Os territórios como espaços vividos e organizados historicamente

De uma perspectiva socioambiental, os territórios são espaços de vida humana que combinam condições objetivas – suas características naturais e o que nelas foi fixado pela ocupação humana passada – com a ação humana e os projetos do presente. Não são espaços físicos em si, mas espaços geográficos dinâmicos, com história humana passada e história em construção pela ação atual. O uso humano do território qualifica a sua organização e lhe dá sentido histórico. Estamos diante do modo de ocupar e usar o espaço natural, de organizá-lo como território humano, de vida em movimento.

Na crise da civilização capitalista dominante, uma questão que emerge como condição sine qua non é a necessidade de recompor e reconstruir a nossa relação com a natureza, com os espaços que usamos e donde extraímos a vida. Afinal, antes de tudo, somos parte da biosfera, somos natureza nós mesmos. Nossa vida não está acima nem de lado, mas dentro da lógica natural e agindo sobre ela. Precisamos recompor a nós mesmos, como seres humanos, dotados de razão e de sensibilidade, de ética e de emoções, uns dependentes de outros, múltiplos e diversos, criando coletivamente significados e direções para nosso agir, com capacidade de potencializar nossa ação sobre a natureza pelo conhecimento e pela técnica. Como parte da natureza e interagindo com ela, precisamos saber tratá-la, comparti-la e regenerá-la. As gerações futuras têm direitos às mesmas condições naturais que a nossa. Nos conflitos socioambientais atuais emerge claramente a questão da integridade das dinâmicas ecológicas como um valor em si para a manutenção da vida e do bem viver. Interagir e trocar com o meio ambiente é, por definição, o viver. Mas é um dever respeitar a integridade da natureza, tudo compartindo-a como bem comum que nos é dado. De uma perspectiva de biocivilização, nessa relação com a natureza – sua biodiversidade, sua água, rios e mares, as chuvas e os ventos, o ar que respiramos, o sol que vivifica, as montanhas e os vales – se definem as condições de sustentabilidade da vida e do planeta. Cabe a nós, seres vivos dotados de razão e emoção, desenvolver modos sustentáveis de organizar nossa produção de vida e cultura, adaptando-nos às condições e ritmos da biosfera, seguindo seus processos de mudança, enriquecendo-a e facilitando sua renovação e regeneração. Isso é evidente, de modo especial, nos territórios, como aqui definidos.

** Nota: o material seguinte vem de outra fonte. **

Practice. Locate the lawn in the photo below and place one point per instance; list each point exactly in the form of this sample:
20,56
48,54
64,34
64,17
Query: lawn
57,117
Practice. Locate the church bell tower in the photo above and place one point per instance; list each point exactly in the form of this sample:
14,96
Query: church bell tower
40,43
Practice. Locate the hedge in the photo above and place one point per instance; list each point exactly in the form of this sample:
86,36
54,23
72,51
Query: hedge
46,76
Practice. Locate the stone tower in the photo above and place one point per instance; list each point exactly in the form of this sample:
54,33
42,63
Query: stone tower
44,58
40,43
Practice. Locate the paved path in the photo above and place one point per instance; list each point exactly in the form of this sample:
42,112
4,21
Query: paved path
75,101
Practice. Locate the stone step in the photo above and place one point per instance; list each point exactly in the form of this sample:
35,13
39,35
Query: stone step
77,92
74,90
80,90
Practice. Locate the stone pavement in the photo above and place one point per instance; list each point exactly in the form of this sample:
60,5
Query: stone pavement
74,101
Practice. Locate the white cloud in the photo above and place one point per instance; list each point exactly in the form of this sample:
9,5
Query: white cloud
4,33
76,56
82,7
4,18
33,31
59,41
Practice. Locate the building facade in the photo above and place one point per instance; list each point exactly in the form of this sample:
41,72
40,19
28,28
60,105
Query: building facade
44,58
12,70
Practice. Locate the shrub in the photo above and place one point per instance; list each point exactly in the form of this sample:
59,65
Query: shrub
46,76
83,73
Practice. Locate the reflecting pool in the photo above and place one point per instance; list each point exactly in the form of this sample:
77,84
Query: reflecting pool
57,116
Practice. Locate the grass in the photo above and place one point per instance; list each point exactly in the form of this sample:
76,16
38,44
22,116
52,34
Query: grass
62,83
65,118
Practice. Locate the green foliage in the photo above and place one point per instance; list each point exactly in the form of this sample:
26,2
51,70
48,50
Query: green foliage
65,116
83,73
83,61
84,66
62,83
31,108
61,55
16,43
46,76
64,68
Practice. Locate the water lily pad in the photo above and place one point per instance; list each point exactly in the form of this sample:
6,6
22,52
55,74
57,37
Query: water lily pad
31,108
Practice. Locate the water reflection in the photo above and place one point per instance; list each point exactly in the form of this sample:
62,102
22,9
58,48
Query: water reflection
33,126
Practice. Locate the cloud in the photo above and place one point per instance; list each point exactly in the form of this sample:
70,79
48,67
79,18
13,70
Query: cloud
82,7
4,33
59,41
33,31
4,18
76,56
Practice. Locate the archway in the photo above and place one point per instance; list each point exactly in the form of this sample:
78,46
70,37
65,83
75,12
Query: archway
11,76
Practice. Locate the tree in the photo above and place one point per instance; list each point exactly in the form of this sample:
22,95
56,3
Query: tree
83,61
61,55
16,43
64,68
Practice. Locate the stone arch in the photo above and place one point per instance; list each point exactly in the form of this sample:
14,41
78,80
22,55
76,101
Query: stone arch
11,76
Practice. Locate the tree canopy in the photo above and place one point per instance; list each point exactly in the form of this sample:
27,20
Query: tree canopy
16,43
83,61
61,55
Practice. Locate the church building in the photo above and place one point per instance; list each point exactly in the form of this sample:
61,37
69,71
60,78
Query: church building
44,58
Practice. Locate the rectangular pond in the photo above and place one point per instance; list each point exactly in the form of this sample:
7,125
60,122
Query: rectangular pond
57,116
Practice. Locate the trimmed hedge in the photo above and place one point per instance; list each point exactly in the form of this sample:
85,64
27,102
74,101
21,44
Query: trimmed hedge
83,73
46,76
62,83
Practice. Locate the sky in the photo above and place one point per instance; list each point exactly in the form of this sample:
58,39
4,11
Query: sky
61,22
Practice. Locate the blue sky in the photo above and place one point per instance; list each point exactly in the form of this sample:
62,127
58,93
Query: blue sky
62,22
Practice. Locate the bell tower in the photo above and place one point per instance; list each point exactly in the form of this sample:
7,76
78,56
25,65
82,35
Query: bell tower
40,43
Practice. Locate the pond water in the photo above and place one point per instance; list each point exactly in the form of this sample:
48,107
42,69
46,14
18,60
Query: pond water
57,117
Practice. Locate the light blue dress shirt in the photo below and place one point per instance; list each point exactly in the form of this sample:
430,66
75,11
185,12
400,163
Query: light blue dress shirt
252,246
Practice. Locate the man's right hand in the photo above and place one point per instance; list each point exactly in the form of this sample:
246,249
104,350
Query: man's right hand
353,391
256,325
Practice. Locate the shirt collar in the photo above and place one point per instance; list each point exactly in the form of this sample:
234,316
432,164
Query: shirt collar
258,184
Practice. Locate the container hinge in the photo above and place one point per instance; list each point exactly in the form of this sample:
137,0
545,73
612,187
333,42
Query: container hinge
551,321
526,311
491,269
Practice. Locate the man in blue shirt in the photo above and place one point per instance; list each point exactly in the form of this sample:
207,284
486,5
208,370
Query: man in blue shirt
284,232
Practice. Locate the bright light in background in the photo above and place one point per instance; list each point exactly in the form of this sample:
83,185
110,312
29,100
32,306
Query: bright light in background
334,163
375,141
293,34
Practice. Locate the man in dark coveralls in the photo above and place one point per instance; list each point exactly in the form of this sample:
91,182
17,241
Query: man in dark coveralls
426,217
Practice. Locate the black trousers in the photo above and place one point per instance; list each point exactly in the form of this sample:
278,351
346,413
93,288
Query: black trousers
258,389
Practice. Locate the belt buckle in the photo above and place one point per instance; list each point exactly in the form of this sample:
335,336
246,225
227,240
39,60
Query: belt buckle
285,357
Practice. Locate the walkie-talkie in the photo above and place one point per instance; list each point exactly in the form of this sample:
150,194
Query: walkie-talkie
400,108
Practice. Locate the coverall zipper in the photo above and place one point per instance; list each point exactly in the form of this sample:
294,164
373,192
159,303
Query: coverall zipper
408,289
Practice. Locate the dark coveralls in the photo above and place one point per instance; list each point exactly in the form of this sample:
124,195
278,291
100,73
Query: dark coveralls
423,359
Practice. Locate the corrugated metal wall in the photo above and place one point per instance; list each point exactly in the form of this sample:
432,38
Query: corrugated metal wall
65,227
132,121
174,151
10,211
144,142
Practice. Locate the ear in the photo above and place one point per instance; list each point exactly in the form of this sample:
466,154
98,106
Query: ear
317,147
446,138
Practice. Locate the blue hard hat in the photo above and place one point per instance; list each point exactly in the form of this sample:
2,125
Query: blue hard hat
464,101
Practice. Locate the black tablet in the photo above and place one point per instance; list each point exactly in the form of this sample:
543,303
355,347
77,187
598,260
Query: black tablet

A relação com a natureza, como condição do próprio viver, é de dependência e troca. As formas dessa relação são diversas, tanto porque a biosfera e as condições naturais variam de um lugar a outro do planeta como porque nós mesmos, criadores de cultura, de estruturas e relações, de economias e de poder, somos muito diversos em nossa comum humanidade de dimensões planetárias. Os territórios – o lugar onde vivemos e nos organizamos como sociedade em relação com o seu meio, nas cidades ou no meio rural – exprimem esta diversidade resultante da simbiose, que se renova historicamente, de seres humanos com a natureza, a Mãe Terra, na expressão indígena. Voltar a nos olhar como parte de territórios, como nosso locus de existência, com suas possibilidades e limites, seus conflitos e sua história, pode ser o caminho de refazer e reconstruir a relação sociedade-natureza, no respeito mútuo, de trocas vitais que reproduzem e regeneram, sem destruir. Trata-se de fazer um percurso mental e prático de relocalização e redescoberta dos laços que nos unem ao mundo natural em que nos inserimos e, com base nele, dos laços de convívio social e cultural, num planeta humanizado de interdependências, responsabilidades e direitos compartidos, do local ao mundial. Hoje sabemos também que os fenômenos naturais são interdependentes uns dos outros em termos planetários, mesmo se sua manifestação e impacto forem específicas a cada território. O modo como a vida humana se organiza historicamente nos territórios de cada um impacta de algum modo todos os demais.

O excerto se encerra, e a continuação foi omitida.